In recent years, we have seen growing discontent from women who have had abortions about the terms of the abortion debate. The central criticism, as Heisey wrote, is that a purported focus on ideology “forces women’s lived experiences into opposing camps.”
These women have a right to their feelings, even if those feelings are contradictory. But feelings are not in danger of being outlawed. Abortion is. That’s why politics and ideology still matter. Claiming that both sides in the abortion debate are equally guilty of silencing women is like saying Vietnam War protesters spat on returning soldiers: There’s simply no evidence to support it.
In my days as a clinic volunteer, I was called a whore, a slut and a murderer by clinic protesters — and treated with nothing but respect by clinic employees. Some anti-abortion activists care about women’s emotional and physical well-being. But they are not the ones standing in front of clinics shrieking at teenage “whores.” Outside the clinic door, only one side spews misogynistic invective, exponentially compounding the pain of a potentially wrenching choice.
As Peg Johnston, the executive director of an upstate New York clinic and chairwoman of the Abortion Conversation Project once put it, “We know that finding a middle ground for women to tell their stories without political overtones is helpful to their emotional health.” According to Planned Parenthood’s website, “Only you can decide what is best for you. But we are here to help.” NARAL Pro-Choice America recently posted a link to a 2015 Guardian piece that includes stories from women who were anguished by their abortions as well as from those who identify as anti-abortion. The National Abortion Federation’s website counsels women to talk to clinic staff about their concerns if they are feeling pressured by parents, partners or friends to have an abortion.
The Guttmacher Institute, which Underwood describes as promising women post-abortion relief, devotes a section of its website to “helping women cope after having an abortion,” explaining that “it is not unusual for a woman to experience a range of often contradictory emotions after having an abortion.”
SisterSong, a reproductive justice collective for women of color, operates on the principle that “every woman has the human right to have a child, not have a child and parent the children she has” and devotes a page of its website to Trust Black Women, a partnership of women who “are both pro-choice and pro-life and are not divided over the misleading debate on abortion.”
I believe that women who complain of low cultural tolerance for nuanced abortion narratives really do feel stigmatized. There is a stigma surrounding abortion — but it’s one that abortion-rights advocates have spent decades dismantling.
Abortion-rights groups are simply not in the business of blaming, shaming or denying a voice to women. Do individual women regret getting abortions? Yes, some do. Just as some women regret having children or getting a divorce. But the government and private organizations are not obligated to protect adult women from making sexual or reproductive choices they might one day regret.
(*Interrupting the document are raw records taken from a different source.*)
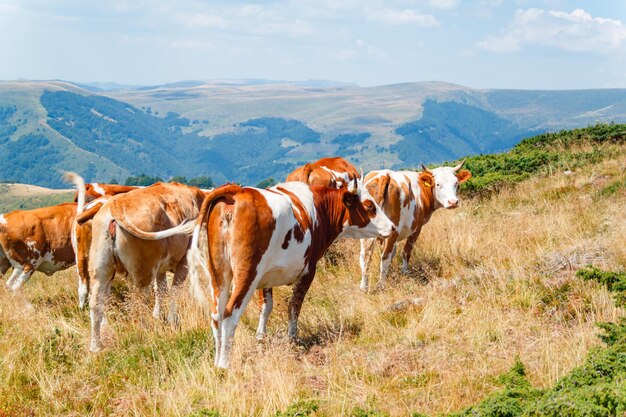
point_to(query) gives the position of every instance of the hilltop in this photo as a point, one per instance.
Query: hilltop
(249, 130)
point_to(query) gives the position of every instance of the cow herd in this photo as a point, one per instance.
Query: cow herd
(239, 240)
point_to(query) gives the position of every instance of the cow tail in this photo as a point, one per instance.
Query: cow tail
(197, 262)
(383, 185)
(79, 183)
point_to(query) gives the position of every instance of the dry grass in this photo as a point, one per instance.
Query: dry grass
(490, 281)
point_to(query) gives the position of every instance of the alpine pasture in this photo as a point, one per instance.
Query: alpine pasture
(492, 291)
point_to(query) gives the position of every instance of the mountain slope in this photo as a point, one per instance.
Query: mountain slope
(247, 131)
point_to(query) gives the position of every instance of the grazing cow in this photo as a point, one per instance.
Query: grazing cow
(36, 240)
(95, 190)
(327, 172)
(408, 199)
(116, 245)
(260, 239)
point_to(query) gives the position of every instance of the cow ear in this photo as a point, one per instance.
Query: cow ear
(426, 179)
(463, 175)
(349, 198)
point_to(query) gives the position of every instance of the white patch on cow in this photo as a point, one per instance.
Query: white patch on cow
(283, 267)
(446, 185)
(99, 200)
(379, 226)
(97, 188)
(338, 176)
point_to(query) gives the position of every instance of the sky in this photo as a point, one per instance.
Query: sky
(520, 44)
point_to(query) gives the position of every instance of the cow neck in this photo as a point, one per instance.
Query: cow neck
(331, 214)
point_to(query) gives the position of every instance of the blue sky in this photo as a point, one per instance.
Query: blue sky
(549, 44)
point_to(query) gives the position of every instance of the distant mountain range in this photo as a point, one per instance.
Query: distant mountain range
(249, 130)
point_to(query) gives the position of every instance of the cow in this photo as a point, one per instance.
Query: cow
(259, 239)
(40, 239)
(96, 190)
(116, 244)
(328, 172)
(409, 199)
(36, 240)
(89, 199)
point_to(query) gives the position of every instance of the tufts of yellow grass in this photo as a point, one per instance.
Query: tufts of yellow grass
(490, 281)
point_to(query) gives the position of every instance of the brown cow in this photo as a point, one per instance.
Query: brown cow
(327, 172)
(36, 240)
(116, 247)
(95, 194)
(409, 198)
(96, 190)
(259, 239)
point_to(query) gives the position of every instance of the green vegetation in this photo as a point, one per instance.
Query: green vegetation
(10, 202)
(597, 388)
(347, 142)
(266, 183)
(542, 154)
(449, 129)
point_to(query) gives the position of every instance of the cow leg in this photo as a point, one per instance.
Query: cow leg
(408, 248)
(267, 303)
(101, 273)
(179, 277)
(367, 249)
(237, 303)
(22, 278)
(14, 274)
(389, 250)
(160, 292)
(4, 263)
(219, 296)
(295, 303)
(82, 266)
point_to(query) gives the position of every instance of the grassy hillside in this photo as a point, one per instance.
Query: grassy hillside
(492, 291)
(252, 130)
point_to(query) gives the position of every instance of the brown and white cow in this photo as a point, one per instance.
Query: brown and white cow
(409, 199)
(117, 247)
(327, 172)
(259, 239)
(36, 240)
(94, 194)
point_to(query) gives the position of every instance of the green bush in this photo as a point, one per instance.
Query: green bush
(595, 389)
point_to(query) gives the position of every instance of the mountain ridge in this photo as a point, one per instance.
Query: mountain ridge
(198, 128)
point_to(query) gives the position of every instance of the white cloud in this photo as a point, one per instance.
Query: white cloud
(577, 31)
(192, 44)
(205, 21)
(403, 17)
(9, 9)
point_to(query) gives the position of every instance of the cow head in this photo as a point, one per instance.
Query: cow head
(444, 182)
(364, 218)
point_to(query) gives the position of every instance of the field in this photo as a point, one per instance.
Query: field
(24, 197)
(491, 284)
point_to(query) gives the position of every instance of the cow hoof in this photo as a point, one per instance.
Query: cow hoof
(173, 321)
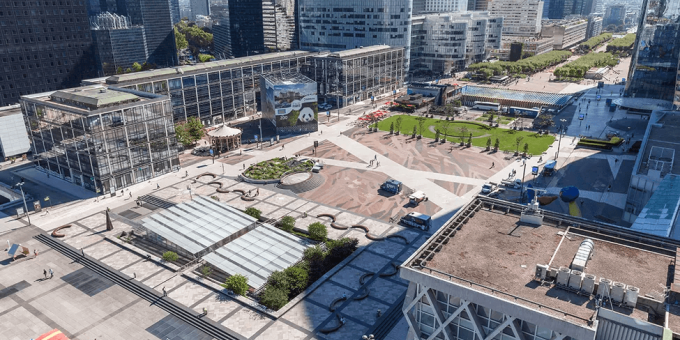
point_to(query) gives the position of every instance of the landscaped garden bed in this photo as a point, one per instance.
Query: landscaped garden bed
(276, 167)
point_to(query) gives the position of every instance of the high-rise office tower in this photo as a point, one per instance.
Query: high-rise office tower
(200, 7)
(44, 46)
(156, 17)
(520, 17)
(654, 64)
(117, 43)
(333, 25)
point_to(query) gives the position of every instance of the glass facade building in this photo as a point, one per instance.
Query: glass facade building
(341, 25)
(355, 75)
(103, 139)
(214, 92)
(654, 65)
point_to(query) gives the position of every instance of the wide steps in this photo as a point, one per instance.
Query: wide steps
(183, 313)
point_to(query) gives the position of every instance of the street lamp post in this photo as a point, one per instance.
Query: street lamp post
(21, 187)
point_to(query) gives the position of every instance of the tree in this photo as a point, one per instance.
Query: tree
(180, 40)
(421, 125)
(317, 231)
(254, 212)
(518, 140)
(297, 279)
(237, 283)
(274, 298)
(287, 223)
(170, 256)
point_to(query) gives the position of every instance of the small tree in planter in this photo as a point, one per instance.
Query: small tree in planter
(253, 212)
(170, 256)
(237, 284)
(317, 231)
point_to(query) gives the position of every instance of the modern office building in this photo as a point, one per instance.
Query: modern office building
(199, 7)
(615, 15)
(351, 76)
(656, 161)
(156, 17)
(594, 27)
(444, 6)
(520, 17)
(501, 270)
(336, 26)
(13, 137)
(102, 138)
(289, 102)
(44, 46)
(117, 44)
(654, 64)
(217, 91)
(450, 42)
(565, 33)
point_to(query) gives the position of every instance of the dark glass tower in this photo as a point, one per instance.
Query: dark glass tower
(44, 46)
(654, 65)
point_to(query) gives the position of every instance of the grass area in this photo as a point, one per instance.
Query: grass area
(275, 167)
(485, 118)
(506, 137)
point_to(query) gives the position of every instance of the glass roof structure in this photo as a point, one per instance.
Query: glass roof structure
(200, 224)
(258, 253)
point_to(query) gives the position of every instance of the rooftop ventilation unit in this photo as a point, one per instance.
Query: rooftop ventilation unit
(563, 276)
(618, 290)
(582, 255)
(631, 296)
(588, 285)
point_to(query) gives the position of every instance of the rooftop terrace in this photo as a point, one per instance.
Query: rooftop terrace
(493, 252)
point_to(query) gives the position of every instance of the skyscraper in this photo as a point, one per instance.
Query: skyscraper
(156, 17)
(44, 46)
(654, 64)
(333, 25)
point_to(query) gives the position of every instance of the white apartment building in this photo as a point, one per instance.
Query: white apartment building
(449, 42)
(520, 17)
(342, 25)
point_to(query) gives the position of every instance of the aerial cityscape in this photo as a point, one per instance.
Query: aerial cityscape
(340, 170)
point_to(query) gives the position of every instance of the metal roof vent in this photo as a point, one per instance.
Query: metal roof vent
(583, 255)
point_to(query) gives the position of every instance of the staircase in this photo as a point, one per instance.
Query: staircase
(183, 313)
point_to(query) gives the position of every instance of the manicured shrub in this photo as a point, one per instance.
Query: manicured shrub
(237, 284)
(253, 212)
(274, 298)
(317, 231)
(170, 256)
(287, 223)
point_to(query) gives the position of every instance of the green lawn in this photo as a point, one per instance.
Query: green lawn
(485, 118)
(506, 137)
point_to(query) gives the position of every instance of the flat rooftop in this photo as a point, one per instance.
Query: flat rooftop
(494, 251)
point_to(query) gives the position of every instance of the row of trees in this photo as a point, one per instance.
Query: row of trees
(579, 67)
(528, 65)
(595, 41)
(620, 44)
Pro-abortion-rights organizations and people should be and are honest about the potential downsides of abortion. As their websites reveal, they are open to hearing painful and conflicted stories from women who have had them. But it is the duty of pro-abortion-rights groups to uphold a woman’s right to make choices, not to provide her with therapy if she’s uncomfortable with the choices she makes.
In her Gawker essay, Heisey wrote, “There are as many reasons to have an abortion as there are women who have had them.” I couldn’t agree more with her point that women’s choices are varied and complex. But it is naive and damaging to conclude that respect for these choices requires a shift away from ideology and politics.
It’s not pro-abortion-rights people who made abortion a political issue. Women’s choices have been politicized by those who, unable to convince a majority of people that abortion is categorically wrong, are instead focusing on making it illegal.
This has nothing to do with nuanced think pieces and everything to do with the daily lives of women. Freedom to air your feelings is great, but the freedom under threat is the right to decide whether or not to bear a child.